Why 2 hours with brush and ink matters
Most travellers see Chinese calligraphy in museums as historical objects. The art is living — practised daily by tens of millions, taught at every level from primary school to PhD. A 2-hour session with a retired Palace Museum scholar in a Hutong courtyard introduces the Four Treasures, the basic strokes, and the philosophy of the form — and you take home what you wrote.
Inscribed on the UNESCO Representative List of the Intangible Cultural Heritage of Humanity in 2009 as a treasured embodiment of traditional Chinese culture and philosophy. Practised for over two thousand years; closely connected to Chinese language, literature, education, and philosophy.

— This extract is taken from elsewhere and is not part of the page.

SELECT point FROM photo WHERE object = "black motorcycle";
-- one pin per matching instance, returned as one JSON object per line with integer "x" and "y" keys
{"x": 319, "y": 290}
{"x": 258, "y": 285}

The Four Treasures of the Study (文房四寶) — brush, ink, paper, inkstone — define the calligraphic practice and have shaped East Asian calligraphic traditions for two millennia. Premium brushes (Huzhou hare or rabbit hair), Tang-era ink sticks (Hui ink), Xuan paper (Anhui), and Duan or She inkstones each carry centuries of craft tradition. Calligraphy reached its highest sophistication under the Tang (618-907) and Song (960-1279), with masters Wang Xizhi (303-361 CE), Yan Zhenqing, and Su Shi defining the canon. Kǎishū (regular script) is attributed to Wang Xizhi and his followers; it remains the standard script used today.
Where we arrange sessions: Beijing Hutong courtyard studios with retired Palace Museum scholars; Suzhou for the Jiangnan scholar tradition; Xi'an for Tang-script focus; Hangzhou for Song-master context. Each session 2 hours typical, 4-student maximum, materials included. You take home what you wrote.
2,000+ years of continuous practice. Wang Xizhi's regular script still in use today. The art is living, not historical.